Catherine Eddowes - 30th September 1888



Catherine Eddowes is well-known for being the second victim in the "double event" during the Jack the Ripper killing spree. She was the second woman killed on September 30, 1888 in the notorious Whitechapel district of London. Despite her obscure position in society as a casual prostitute and manual labourer, there is a surprising amount of information available to form a visual of her life.

"Kate", as she was more commonly called by friends and family, moved away from her family at a young age to find work as a tin plate stamper. During this period, she met Thomas Conway, an ex-soldier, who became her common-law husband. She had three children with Thomas, but developed a drinking problem and left her family. Thomas managed to keep their two sons hidden from Kate thereafter, but she was able to maintain a strained relationship with her daughter, Annie.

After leaving Thomas Conway, Kate began a relationship with a man named John Kelly. They struggled financially, taking random odd jobs. This is the time period when most experts believe Kate engaged in prostitution in order to make ends meet. They lived at different boarding houses in the areas in which they worked.

Kate's story is interesting because she was actually in police custody only hours before her death. Earlier in the day, she told John Kelly that she wanted to ask her daughter, Annie, for some money (she didn't know that Annie had moved from her last known address). No one knows for sure what she did that day, but she was found in a drunken state lying on the street. After spending several hours in jail, she was released.

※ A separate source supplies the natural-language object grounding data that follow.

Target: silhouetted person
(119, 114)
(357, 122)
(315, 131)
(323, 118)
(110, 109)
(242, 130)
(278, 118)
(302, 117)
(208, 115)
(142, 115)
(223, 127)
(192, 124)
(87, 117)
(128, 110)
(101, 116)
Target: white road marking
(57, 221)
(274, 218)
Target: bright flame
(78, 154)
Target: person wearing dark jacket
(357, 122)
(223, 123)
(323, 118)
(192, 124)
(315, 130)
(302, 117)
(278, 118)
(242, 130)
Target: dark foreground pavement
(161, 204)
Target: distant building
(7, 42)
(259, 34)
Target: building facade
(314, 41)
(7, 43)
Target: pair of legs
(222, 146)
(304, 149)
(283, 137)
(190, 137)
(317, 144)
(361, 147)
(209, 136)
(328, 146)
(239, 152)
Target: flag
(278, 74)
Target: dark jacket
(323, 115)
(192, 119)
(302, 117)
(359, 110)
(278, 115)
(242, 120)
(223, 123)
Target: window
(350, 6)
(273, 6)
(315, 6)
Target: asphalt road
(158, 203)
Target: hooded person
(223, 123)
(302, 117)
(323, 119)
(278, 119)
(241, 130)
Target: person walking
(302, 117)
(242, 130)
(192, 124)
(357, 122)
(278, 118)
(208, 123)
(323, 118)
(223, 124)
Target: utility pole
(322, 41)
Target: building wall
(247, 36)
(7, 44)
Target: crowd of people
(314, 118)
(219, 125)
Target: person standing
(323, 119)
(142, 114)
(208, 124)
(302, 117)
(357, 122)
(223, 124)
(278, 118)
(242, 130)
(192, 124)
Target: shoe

That is the last item of information that is known for certain about Kate.

There was an eye-witness account of a woman of Kate's description talking to a man only a short time before her body was found, lifeless and mutilated. The police could not be sure that the witnesses were sure that it was Kate they saw. The police arrived at her body while it was still warm, perhaps only 30 minutes after she was killed. Her body was mutilated extensively, as were Jack the Ripper's other victims.

She was buried in an unmarked grave, but her resting place has since been given a marker – likely because of her notoriety as a victim on London's most famous, unidentified serial killer.